What are the underlying business or industry changes driving this perspective?
  • Rightmove's increased investment in AI-enabled product teams and the launch of new and U.K.-tailored products are expected to drive future revenue growth and potentially enhance net margins through innovation and efficiency.
  • Their expanded growth strategy with a focus on data-backed product innovation is anticipated to diversify revenue streams, providing resilience against market fluctuations.
  • The successful rollout of the Optimiser Edge package and expectation of further ARPA (Average Revenue Per Advertiser) growth from product upgrades indicate a strong pathway to increase revenue and earnings.
  • Rightmove's significant consumer engagement and brand loyalty allow the company to leverage these assets for increasing revenue by offering targeted, data-driven services to agents and advertisers.
  • The strategic growth areas, including commercial, mortgages, and rental services, are on track to grow faster than the core business, thereby expected to contribute significantly to revenue and profit growth over time.

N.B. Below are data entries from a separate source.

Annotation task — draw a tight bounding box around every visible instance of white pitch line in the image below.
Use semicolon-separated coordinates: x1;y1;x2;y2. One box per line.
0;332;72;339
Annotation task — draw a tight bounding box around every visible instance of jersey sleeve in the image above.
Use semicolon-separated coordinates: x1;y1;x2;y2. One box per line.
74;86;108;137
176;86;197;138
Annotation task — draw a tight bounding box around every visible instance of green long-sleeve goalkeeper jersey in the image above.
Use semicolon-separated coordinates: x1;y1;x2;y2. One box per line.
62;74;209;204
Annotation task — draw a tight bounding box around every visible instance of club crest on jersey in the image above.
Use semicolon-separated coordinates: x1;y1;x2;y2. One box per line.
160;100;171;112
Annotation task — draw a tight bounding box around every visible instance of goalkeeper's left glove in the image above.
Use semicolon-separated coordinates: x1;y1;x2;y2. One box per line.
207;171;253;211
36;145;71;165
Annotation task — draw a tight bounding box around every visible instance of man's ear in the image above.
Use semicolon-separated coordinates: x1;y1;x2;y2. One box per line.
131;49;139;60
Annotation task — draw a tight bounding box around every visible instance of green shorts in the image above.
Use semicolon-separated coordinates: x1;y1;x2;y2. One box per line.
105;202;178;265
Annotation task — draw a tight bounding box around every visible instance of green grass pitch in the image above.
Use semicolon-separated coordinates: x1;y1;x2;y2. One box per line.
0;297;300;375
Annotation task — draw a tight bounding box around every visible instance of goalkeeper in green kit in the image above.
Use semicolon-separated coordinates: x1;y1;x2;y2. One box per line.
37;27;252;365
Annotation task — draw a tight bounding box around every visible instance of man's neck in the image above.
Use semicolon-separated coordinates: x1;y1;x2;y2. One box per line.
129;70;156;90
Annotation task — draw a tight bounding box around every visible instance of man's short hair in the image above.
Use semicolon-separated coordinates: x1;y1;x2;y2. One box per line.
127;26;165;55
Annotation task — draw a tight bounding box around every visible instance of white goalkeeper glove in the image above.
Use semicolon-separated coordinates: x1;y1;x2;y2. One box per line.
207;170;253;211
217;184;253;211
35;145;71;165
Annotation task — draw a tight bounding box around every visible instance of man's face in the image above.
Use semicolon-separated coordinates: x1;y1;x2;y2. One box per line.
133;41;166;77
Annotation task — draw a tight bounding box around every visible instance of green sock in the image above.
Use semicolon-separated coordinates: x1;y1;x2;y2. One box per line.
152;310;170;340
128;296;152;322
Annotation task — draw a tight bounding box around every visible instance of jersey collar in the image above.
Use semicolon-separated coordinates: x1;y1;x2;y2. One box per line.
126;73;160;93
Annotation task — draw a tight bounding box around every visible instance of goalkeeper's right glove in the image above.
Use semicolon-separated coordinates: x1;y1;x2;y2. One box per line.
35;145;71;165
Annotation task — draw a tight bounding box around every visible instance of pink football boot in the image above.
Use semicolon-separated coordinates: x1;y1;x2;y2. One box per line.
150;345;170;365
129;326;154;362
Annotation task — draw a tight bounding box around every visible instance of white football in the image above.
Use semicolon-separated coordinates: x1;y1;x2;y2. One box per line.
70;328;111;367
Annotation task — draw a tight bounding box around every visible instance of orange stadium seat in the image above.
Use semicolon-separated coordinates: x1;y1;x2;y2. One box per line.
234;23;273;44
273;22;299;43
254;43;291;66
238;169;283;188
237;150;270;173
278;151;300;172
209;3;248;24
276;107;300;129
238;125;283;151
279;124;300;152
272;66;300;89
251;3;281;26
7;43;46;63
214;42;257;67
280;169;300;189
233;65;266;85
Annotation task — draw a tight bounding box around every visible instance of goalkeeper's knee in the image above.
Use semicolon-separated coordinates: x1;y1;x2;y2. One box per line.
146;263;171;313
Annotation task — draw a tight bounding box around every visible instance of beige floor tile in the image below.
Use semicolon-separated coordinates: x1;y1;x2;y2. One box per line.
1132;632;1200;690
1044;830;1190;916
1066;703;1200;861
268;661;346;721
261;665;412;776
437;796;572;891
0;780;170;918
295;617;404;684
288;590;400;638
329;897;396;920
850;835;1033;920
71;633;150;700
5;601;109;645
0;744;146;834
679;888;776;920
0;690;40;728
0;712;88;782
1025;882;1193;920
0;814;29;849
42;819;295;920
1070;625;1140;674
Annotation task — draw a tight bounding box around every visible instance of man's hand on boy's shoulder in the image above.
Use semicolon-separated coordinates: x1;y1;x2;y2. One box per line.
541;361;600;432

Rightmove Earnings and Revenue Growth

Rightmove Future Earnings and Revenue Growth

Assumptions

How have these above catalysts been quantified?
  • Analysts are assuming Rightmove's revenue will grow by 9.1% annually over the next 3 years.
  • Analysts assume that profit margins will increase from 49.4% today to 51.0% in 3 years time.
  • Analysts expect earnings to reach £258.6 million (and earnings per share of £0.36) by about March 2028, up from £192.7 million today. The analysts are largely in agreement about this estimate.
  • In order for the above numbers to justify the analysts price target, the company would need to trade at a PE ratio of 25.0x on those 2028 earnings, down from 27.2x today. This future PE is lower than the current PE for the GB Interactive Media and Services industry at 25.1x.
  • Analysts expect the number of shares outstanding to decline by 0.57% per year for the next 3 years.
  • To value all of this in today's terms, we will use a discount rate of 7.63%, as per the Simply Wall St company report.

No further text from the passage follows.